Re: Last Call comment on SPARQL 1.1 Update

Michael,

The draft lists all severe issues already, namely #26, #18 and #19 (the
#19 relates to this because cost of errors/attacks scales linearly or
faster with the scale of the storage and security becomes more and more
important). I see no reason to lengthen that list.

The body of the document does not contain a word "transaction". Even
worse, I see no possibility to reach some consensus about it, due to
variety of implementations. It is not really important for me because
"my" SPARUL is a preprocessor on full-scale SQL engine; I can implement
any standardized semantics in hours. So let others choose.

Meanwhile we offer numerous implementation-specific pragmas, some of
them control transaction log and the like. We also offer graph-level
security for both SPARQL read-only access and SPARUL read-write. We also
can make SPARQL queries with side effects such as loading missing
resources on demand, and there's security for that side effects as well.
We also offer different non-SPARUL tools for massive data loading,
because one LOAD at time is definitely not the best way of keeping a
hundred of CPU cores busy and different single/cluster configurations
require different loading policies.

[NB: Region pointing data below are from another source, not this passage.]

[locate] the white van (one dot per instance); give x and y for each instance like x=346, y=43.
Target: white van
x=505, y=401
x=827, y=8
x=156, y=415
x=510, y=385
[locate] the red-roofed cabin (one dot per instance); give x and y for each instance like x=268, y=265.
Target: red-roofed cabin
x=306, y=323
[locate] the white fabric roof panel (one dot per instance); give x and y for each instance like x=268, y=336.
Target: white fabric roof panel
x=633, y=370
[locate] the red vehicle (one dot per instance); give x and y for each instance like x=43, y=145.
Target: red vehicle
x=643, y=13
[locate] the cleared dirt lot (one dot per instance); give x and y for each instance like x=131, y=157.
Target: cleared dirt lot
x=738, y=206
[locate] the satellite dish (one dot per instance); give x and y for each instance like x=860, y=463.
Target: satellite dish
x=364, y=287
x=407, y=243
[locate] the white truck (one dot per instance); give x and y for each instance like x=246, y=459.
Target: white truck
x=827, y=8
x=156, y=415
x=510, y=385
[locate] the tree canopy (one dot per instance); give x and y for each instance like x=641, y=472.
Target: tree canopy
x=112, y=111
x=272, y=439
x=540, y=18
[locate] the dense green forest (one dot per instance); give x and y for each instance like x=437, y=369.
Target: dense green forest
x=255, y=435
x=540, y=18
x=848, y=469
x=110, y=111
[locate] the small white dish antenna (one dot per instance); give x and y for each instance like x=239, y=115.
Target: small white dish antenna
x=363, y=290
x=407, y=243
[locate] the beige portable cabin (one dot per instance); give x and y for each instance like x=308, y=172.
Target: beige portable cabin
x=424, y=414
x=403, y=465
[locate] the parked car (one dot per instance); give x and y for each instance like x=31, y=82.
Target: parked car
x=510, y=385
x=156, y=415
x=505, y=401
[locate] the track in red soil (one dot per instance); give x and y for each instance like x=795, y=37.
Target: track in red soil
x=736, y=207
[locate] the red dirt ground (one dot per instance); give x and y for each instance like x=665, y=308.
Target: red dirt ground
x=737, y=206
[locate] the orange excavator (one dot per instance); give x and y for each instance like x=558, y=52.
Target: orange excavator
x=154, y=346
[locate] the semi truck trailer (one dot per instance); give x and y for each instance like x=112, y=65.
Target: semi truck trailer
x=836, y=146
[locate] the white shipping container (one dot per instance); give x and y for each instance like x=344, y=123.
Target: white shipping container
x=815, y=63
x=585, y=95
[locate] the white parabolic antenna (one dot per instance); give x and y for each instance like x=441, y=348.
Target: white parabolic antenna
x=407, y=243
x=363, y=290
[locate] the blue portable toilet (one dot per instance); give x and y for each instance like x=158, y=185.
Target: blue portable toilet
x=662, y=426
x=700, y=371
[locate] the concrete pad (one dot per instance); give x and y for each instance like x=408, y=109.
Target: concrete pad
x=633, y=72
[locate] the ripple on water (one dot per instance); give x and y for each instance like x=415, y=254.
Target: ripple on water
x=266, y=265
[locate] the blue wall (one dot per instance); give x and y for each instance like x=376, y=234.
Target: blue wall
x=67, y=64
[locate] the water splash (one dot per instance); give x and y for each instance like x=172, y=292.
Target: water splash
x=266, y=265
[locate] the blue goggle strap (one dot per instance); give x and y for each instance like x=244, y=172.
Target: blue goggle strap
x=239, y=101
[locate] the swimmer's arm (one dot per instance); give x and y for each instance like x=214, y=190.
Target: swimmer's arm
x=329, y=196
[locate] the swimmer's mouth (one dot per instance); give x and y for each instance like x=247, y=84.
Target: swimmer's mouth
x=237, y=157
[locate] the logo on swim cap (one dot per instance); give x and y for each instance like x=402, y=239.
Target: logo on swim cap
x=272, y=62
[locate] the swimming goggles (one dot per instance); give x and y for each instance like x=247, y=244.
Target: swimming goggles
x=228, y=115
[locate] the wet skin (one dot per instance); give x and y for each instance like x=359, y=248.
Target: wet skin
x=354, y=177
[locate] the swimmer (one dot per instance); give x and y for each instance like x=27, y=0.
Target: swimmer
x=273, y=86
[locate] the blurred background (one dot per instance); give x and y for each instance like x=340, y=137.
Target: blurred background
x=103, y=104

We also configure parsers, because
real data are not always perfect and we should selectively recover from
different sorts of errors.
All these features can not be fit in any common-purpose spec, due to
prohibitive cost of the "smallest valid implementation". What could be
in the spec, however, is a common syntax for implementation-specific
pragmas, like in XQuery, but this idea is rejected in SPARQL 1.0 times.

Best Regards,

Ivan Mikhailov (with all hats off)
OpenLink Software
http://virtuoso.openlinksw.com

On Sun, 2011-05-29 at 17:29 +0100, Michael Hausenblas wrote:
> All,
> 
> This is a comment concerning the Last Call Working Draft 'SPARQL 1.1  
> Update' [1]. It is clearly written and, AFAICT sound. However, I have  
> an issue with it - more on the conceptual level. I tried to express my  
> concerns in a blog post [2] and will do my best to summarise in the  
> following.
> 
> While the proposed update language - without any doubt - is perfectly  
> suitable for 'small to medium'-sized setups, I fear that we will run  
> into troubles in large-scale deployments concerning the costs for  
> updating and deleting huge volumes of triples. Now, I wish I had  
> experimental evidence myself to proof this (and I have to admit I  
> don't have), but I would like the WG to consider to either include a  
> section discussing the issue, or setting up a (non-REC Track) document  
> that discusses this (which could be titled 'implementation/usage  
> advices for large-scale deployments' or the like). I do feel strongly  
> about this and would offer to contribute to such a document, if desired.
> 
> I'd very much appreciate it if WG members would be able to point me to  
> own experiences in this field (experiments or real-world deployments  
> alike).
> 
> Cheers,
>  Michael (with my DERI AC Rep and RDB2RDF WG co-chair hat off)
> 
> [1] http://www.w3.org/TR/2011/WD-sparql11-update-20110512/
> [2] http://webofdata.wordpress.com/2011/05/29/ye-shall-not-delete-data/
> 
> --
> Dr. Michael Hausenblas, Research Fellow
> LiDRC - Linked Data Research Centre
> DERI - Digital Enterprise Research Institute
> NUIG - National University of Ireland, Galway
> Ireland, Europe
> Tel. +353 91 495730
> http://linkeddata.deri.ie/
> http://sw-app.org/about.html
> 
> 

Received on Sunday, 29 May 2011 18:39:07 UTC